November 29, 2012 at 02:37

Don't blame the US for all your faults or failure.Even without the Plaza Accord, China will also surely be slipping into the lost decade like Japan before. It's China's export-led mercantilist  & investment-heavy  growth model will bring it down for good if there were no serious reforms in the coming years. Japan's rearmament ( not militarism)  is just something quite normal for any nation in the face of  security threats from  other hostile foreign countries. The breakup of current China would start right from Tibet. It's quite a shame & unacceptable for any kind of racism ( if any) in this forum!

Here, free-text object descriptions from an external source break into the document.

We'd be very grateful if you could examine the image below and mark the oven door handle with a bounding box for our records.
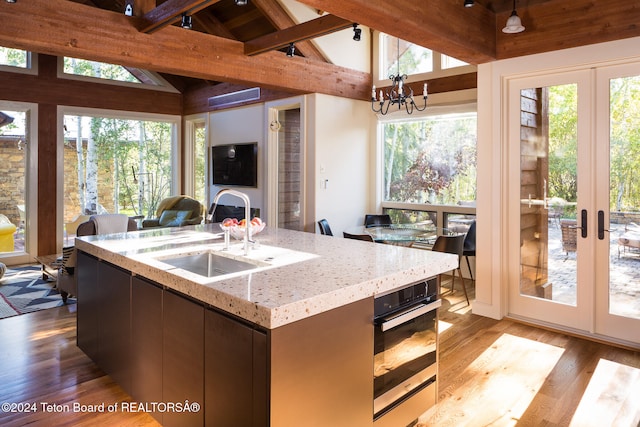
[379,299,442,332]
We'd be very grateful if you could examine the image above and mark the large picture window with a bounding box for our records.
[62,112,177,241]
[382,111,477,205]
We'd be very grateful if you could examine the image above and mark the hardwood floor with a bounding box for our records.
[0,304,159,427]
[0,284,638,426]
[419,283,640,427]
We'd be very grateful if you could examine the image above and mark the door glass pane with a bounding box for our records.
[520,84,578,305]
[0,110,27,254]
[609,75,640,319]
[277,108,303,231]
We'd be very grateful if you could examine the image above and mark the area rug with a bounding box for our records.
[0,265,75,319]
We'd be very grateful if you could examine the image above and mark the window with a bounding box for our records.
[62,113,177,236]
[380,34,432,79]
[377,33,470,82]
[61,57,176,91]
[0,46,30,69]
[63,57,142,83]
[442,54,468,70]
[382,111,477,205]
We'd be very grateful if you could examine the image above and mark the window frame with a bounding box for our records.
[57,57,179,93]
[376,102,478,223]
[372,32,476,89]
[56,105,181,248]
[0,47,37,75]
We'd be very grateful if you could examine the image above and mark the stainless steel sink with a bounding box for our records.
[158,250,268,278]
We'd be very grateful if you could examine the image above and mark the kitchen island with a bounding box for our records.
[74,224,457,427]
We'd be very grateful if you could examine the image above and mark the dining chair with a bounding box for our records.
[317,218,333,236]
[343,231,374,242]
[432,234,468,305]
[462,220,476,282]
[364,214,392,228]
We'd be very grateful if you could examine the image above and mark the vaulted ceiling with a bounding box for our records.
[1,0,640,102]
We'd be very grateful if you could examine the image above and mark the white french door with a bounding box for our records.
[0,101,37,265]
[507,65,640,347]
[594,63,640,344]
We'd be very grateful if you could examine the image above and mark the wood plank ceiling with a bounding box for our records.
[2,0,640,101]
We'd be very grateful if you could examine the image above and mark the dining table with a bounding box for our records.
[343,223,457,247]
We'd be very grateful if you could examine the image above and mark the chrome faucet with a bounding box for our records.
[211,189,252,255]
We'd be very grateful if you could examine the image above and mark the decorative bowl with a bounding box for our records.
[219,221,266,240]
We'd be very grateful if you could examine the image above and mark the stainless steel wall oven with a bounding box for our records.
[373,277,440,425]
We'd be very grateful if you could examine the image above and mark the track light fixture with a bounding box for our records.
[352,23,361,42]
[5,0,17,3]
[235,0,248,5]
[464,0,474,7]
[502,0,525,33]
[181,13,192,30]
[286,43,296,58]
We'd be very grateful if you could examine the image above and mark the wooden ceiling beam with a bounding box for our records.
[0,0,371,100]
[495,0,640,59]
[296,0,497,64]
[140,0,223,34]
[244,14,352,56]
[193,10,237,39]
[251,0,327,62]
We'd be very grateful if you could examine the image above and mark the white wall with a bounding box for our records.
[208,104,266,215]
[278,0,370,73]
[308,94,373,236]
[476,36,640,320]
[207,95,373,233]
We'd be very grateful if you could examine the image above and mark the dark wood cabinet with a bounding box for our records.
[76,255,372,427]
[131,276,164,424]
[97,261,131,394]
[163,290,204,427]
[204,309,268,427]
[77,253,132,395]
[76,251,99,361]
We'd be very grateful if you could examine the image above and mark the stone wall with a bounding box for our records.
[0,137,115,227]
[610,211,640,225]
[0,137,25,226]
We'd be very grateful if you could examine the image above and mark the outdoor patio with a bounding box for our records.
[547,224,640,319]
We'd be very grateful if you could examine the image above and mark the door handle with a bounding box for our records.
[598,210,610,240]
[569,209,589,238]
[569,209,588,238]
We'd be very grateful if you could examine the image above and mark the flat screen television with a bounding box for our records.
[211,142,258,187]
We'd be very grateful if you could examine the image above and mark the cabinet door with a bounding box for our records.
[163,290,204,427]
[76,251,99,360]
[97,262,132,394]
[205,309,268,427]
[131,276,163,424]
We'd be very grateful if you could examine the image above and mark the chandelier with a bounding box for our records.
[372,37,428,115]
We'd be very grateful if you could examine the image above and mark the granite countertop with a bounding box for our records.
[75,224,458,329]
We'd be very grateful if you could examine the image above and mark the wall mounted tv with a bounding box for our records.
[211,142,258,187]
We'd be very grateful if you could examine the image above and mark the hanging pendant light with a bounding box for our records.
[502,0,525,33]
[371,37,428,115]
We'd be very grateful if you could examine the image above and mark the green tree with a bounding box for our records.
[384,114,477,205]
[547,84,578,204]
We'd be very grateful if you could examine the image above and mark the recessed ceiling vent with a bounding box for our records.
[208,88,261,108]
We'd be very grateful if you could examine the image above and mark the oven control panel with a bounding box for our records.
[374,277,438,317]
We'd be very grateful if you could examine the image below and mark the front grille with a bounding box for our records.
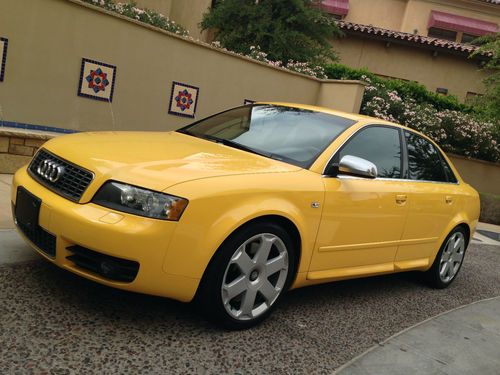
[66,245,140,283]
[29,149,94,202]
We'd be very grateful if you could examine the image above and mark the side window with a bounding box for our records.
[405,131,447,182]
[440,155,458,183]
[339,126,402,178]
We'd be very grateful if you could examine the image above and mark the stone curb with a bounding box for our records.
[333,295,500,374]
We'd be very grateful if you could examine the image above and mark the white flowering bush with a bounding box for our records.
[83,0,189,36]
[243,46,326,79]
[362,78,500,162]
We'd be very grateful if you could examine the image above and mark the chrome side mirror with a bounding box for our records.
[338,155,377,179]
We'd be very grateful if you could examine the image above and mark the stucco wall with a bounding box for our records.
[345,0,408,31]
[333,35,488,100]
[135,0,211,40]
[0,0,364,133]
[449,155,500,195]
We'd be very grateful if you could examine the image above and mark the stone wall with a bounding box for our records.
[0,129,57,173]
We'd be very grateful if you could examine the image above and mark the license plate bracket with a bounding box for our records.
[15,187,41,230]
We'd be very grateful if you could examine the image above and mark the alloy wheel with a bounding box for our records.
[439,231,465,283]
[221,233,289,321]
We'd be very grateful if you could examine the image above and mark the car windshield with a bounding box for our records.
[177,105,356,168]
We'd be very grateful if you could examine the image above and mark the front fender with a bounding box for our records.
[162,171,324,280]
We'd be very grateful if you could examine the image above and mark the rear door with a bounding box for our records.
[394,130,460,269]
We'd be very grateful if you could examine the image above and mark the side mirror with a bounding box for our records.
[338,155,377,179]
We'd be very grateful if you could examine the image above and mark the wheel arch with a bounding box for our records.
[428,218,472,268]
[197,214,303,290]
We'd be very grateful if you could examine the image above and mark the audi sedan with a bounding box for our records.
[11,103,479,329]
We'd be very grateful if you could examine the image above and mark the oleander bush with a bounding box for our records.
[324,64,500,162]
[324,64,469,112]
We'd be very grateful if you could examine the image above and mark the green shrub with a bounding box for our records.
[323,64,470,112]
[323,63,500,162]
[479,193,500,225]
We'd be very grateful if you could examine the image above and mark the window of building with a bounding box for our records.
[427,11,498,44]
[460,33,478,44]
[339,126,402,179]
[428,27,457,42]
[405,131,448,182]
[436,87,448,96]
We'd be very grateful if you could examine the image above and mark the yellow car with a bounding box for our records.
[11,103,479,329]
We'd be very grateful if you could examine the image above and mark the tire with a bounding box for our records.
[196,221,297,330]
[424,226,468,289]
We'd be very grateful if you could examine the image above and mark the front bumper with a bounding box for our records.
[12,167,200,302]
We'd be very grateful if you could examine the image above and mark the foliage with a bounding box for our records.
[82,0,328,78]
[360,76,499,162]
[243,45,327,78]
[324,64,470,112]
[201,0,341,66]
[82,0,189,36]
[469,33,500,127]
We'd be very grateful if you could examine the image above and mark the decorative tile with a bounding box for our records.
[168,81,199,118]
[244,99,255,105]
[0,37,8,82]
[77,58,117,102]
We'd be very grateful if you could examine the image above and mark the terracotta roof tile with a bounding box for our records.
[336,21,492,57]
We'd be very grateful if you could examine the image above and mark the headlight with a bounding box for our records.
[92,181,188,221]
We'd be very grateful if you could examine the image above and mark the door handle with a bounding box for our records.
[445,196,453,204]
[395,194,407,205]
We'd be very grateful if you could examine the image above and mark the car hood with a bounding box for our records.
[43,131,301,193]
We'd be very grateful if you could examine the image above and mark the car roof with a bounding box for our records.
[258,101,401,126]
[257,101,431,139]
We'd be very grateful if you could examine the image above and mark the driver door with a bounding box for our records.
[308,125,411,280]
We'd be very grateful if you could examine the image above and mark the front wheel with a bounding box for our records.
[424,227,468,289]
[196,222,296,330]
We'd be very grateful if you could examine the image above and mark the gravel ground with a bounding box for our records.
[0,243,499,375]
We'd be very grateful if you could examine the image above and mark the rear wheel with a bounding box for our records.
[197,222,296,330]
[425,227,468,289]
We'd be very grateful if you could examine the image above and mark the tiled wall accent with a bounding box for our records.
[168,81,200,118]
[78,58,117,102]
[0,37,7,82]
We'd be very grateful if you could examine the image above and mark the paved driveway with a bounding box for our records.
[1,240,499,375]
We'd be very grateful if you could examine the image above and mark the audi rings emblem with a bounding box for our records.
[37,159,65,182]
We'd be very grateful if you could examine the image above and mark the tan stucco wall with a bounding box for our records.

November 29, 2012 at 02:13

@John Chan
lies eh? then why are the various nations of the ASEAN almost exclusively flocking to the US for military support?
civilized? perhaps. But that doesn't deny the fact that many comments by you, vic, and other pro-china bloggers have either blatantly warped the truth as the rest of the world (excluding north korea) knows it, or have been jingoistic and ethnocentric in the extreme; while the PRC may not have de-jure ethnocentrism, it certainly has de-facto ethnocentrism, much of which is very obvious in your many comments, Chan; calling the US "predatory" and "imperialist" is effectively throwing a tomato at the mirror considering the end goal of every single one of the PRC's military actions over the whole of its existence; in fact, that's what scares people in the US: it's not that China is different; its that China is exactly the same when it comes to ethnocentrism, sense of destiny, and the need to achieve predominance at almost any cost; while the PRC doesn't want global hegemony, it does want to resurrect its old tributary empire (which, if you carefully examine China's recent history, is effectively the meaning behind "righting historical wrongs").
"Fascist Japan"
need i remind you, once again, that the generation that fought that war is almost entirely dead; visiting the shrine to japanese war-dead is no different that a US president visiting Arlington Cemetery; the Japanese you hate so passionately have not espoused war for approximately 70 years now, and i would hardly call your nation's reaction to Japan forcing the status quo "civilized"; not when your government leads protestors around using plainclothes police to deliberately hunt down japanese citizens in China and torch their establishments. If you need further proof, look at the reaction of the Japanese public when the SDF was deployed as part of the US alliance during the invasion of Iraq in 2003: they wanted their forces out of there, post-haste. What you see as "fascist japan" is a deliberate focus on Japanese atrocities–despite the fact that the government that committed them is now 67 years gone–by your government to justify your government's returning the favor with interest when it has the strength to do so; this is not intended to make light of the horrors that were inflicted upon your people by them, but the grandsons and great-grandsons should not have to suffer for the crimes of their ancestors, not when no less than 7 different heads of state and other government officials have formally apologized to your own.